I couldn't set off straight away as there were safety devices to collect first. I struggled with one of them for ages, even pulling some rocks apart to get to it, but I was getting tired and cold so I left it there and began my ascent. Since it was dark and I couldn't point my torch at my feet I just trusted my toes and let them find their own holes. I was on the ridge pretty quickly but moved slowly along it because of the huge risk of falling from that point. Once again I was struck by how easy these rocks would be if they were on the ground. I'd have been bouncing around like crazy. But at 10 o'clock at night, high above the lights of Boulder, I was playing it really safe. I was so happy to see their head lamps as I came over to the saddle, but the climb down to them was pretty hairy. I ended up leaving some equipment in the rocks above and belaying down to them. Then began the intricate operation of getting us all over the saddle and up to the eye bolts. We did that without incident and we gathered again at the very peak of the rock, the highest things around (apart from Green Mountain behind us). We tidied up the rope and knotted them together. We were about 90ft above flat ground on a vertical drop, and our torches could only just make the trees visible. I hurled the rope over and Levi was the first to step out in to the dark. Part of the way down the rope had tangled so he had to hang there and untie it while swaying in the wind. Sarah and I heard him cheer when he reached the ground, even though for Sarah it meant it was time for her to tie in, unhook and trust the rope. She did it without a problem and I was left at the top, what a view (video 1.8Mb
). It was midnight by the time I had all the pieces together and the ropes running through my harness. Well one of them was. I nudged around to the edge with my torch hanging around my neck. I leant over backwards putting my trust into the equipment and twang!

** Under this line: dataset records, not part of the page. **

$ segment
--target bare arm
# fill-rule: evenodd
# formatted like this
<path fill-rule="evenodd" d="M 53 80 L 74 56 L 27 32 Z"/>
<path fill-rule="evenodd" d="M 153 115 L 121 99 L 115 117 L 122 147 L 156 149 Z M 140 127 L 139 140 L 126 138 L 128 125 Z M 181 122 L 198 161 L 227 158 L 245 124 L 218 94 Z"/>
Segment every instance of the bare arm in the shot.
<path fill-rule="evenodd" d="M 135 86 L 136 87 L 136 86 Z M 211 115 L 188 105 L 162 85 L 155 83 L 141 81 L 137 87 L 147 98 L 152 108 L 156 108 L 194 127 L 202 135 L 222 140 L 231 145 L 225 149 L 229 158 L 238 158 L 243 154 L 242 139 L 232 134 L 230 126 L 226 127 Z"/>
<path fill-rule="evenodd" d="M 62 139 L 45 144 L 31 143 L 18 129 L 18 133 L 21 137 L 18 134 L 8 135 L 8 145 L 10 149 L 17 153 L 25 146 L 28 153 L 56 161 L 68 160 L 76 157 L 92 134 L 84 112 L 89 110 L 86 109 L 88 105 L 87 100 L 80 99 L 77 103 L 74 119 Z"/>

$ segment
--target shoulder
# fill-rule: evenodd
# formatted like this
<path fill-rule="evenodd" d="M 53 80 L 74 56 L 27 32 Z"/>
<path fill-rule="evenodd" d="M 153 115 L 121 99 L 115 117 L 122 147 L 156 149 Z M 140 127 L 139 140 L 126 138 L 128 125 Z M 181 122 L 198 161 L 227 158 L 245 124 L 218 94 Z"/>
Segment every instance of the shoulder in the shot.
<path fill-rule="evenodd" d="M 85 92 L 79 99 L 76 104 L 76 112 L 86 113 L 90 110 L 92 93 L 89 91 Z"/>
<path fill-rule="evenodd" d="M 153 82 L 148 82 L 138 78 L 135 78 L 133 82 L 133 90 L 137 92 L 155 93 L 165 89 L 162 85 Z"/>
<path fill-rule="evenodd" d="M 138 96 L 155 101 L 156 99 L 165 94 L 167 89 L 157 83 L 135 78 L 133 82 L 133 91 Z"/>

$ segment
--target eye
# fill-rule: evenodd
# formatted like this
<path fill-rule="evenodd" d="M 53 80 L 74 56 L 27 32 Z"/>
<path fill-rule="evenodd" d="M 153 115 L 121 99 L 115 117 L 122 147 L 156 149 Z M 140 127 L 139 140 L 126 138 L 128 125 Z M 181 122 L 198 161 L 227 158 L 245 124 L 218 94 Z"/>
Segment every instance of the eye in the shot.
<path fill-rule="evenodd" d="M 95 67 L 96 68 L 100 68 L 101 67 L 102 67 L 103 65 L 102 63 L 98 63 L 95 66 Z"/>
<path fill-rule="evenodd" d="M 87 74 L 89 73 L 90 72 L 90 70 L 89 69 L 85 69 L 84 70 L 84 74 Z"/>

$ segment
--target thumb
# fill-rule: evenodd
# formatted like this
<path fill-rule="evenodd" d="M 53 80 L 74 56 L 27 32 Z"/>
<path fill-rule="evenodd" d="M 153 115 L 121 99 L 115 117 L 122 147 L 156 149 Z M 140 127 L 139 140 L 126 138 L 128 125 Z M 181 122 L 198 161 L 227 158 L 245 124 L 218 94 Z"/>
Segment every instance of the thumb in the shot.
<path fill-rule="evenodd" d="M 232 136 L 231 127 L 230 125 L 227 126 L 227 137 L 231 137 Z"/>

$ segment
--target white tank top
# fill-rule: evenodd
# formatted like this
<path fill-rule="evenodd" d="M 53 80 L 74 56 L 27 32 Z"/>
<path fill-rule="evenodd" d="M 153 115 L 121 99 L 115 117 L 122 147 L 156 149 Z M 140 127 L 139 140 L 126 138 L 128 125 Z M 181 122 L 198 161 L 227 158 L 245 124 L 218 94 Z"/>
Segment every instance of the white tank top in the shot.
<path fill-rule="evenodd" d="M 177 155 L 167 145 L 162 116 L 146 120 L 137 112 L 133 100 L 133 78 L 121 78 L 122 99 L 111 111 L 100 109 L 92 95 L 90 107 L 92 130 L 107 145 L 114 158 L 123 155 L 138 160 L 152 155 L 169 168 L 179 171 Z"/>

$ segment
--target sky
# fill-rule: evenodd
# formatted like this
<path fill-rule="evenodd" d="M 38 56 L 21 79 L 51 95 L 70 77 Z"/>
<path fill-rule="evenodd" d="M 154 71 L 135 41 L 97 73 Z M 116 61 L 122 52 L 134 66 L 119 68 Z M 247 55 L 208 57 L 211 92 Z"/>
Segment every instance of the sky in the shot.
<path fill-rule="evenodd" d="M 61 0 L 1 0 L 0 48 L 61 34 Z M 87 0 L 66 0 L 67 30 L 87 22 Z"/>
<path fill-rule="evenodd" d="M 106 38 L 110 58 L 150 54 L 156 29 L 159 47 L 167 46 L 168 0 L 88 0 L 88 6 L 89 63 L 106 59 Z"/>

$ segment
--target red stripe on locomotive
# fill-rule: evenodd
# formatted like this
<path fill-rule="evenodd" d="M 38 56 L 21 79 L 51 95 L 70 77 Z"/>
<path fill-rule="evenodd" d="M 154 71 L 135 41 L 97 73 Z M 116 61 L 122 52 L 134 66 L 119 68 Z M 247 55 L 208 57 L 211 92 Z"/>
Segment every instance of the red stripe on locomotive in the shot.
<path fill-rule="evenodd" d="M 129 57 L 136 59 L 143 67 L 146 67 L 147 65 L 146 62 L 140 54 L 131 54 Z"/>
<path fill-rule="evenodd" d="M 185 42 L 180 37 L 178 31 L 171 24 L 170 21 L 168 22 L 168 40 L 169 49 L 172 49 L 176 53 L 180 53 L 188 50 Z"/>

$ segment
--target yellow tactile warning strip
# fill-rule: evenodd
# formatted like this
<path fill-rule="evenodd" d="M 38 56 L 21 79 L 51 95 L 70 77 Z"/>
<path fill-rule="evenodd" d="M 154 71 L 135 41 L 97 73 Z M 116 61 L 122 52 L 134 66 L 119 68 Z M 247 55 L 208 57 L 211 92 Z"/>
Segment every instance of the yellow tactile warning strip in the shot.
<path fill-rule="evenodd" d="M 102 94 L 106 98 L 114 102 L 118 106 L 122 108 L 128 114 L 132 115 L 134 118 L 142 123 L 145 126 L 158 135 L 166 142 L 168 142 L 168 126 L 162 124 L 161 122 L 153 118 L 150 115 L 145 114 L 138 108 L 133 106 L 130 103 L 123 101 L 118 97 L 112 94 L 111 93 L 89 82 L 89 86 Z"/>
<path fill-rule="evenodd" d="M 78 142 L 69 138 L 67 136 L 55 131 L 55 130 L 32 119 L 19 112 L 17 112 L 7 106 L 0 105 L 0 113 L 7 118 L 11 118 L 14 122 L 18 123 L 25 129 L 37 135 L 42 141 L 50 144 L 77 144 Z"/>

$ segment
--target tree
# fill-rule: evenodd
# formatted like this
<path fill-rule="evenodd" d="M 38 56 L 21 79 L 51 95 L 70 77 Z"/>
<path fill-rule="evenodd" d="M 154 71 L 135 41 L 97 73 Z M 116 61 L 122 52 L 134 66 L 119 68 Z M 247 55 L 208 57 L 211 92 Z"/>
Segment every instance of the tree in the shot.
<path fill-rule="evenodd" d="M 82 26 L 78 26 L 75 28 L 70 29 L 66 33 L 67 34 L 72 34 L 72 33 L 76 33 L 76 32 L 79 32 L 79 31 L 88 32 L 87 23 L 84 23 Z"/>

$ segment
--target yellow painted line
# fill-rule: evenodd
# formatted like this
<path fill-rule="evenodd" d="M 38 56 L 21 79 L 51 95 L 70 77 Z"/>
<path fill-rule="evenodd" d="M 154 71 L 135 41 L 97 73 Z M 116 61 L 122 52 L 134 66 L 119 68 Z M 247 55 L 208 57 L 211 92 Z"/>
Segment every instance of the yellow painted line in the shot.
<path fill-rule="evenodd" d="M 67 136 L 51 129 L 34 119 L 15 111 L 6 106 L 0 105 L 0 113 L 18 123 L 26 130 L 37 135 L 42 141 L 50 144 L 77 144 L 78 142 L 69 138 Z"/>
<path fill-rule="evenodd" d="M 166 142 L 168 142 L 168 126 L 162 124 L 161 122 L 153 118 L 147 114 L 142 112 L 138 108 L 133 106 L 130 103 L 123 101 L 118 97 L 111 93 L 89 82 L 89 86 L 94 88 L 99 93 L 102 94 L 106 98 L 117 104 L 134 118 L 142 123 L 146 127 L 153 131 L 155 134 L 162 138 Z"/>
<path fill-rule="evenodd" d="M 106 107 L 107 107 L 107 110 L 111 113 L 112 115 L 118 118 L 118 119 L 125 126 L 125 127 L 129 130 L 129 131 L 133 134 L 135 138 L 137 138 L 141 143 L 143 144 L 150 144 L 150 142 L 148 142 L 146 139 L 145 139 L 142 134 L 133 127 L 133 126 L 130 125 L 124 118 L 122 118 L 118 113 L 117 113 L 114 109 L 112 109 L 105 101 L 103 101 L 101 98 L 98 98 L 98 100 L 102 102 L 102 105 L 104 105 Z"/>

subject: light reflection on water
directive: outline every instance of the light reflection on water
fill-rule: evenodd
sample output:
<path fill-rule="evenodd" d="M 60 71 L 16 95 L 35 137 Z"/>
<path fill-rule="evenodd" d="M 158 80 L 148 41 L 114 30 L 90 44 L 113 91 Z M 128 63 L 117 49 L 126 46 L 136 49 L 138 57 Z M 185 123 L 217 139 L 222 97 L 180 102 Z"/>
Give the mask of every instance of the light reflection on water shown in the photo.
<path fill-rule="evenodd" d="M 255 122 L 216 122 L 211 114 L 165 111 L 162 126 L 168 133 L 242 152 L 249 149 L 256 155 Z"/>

one of the ropes popped out. I could see their silhouettes, one came down, through my ATC and into my hand, the other went straight in to my grip. Panic! I was able to pull myself back up and to a point where I could sit down again. I double checked everything, even triple checked most things before trying again. Once I knew everything was right I rappelled to the 'sand-painting' as described by the guy in the climbing shop. The free rappel was amazing. I could see two bright spots below, and hear them encouraging me on as I went past the over hang and smoothly glided to the bottom. We were down, we could walk to the car from here (over an hour down the hill). Three cheers for our fearless leader Levi!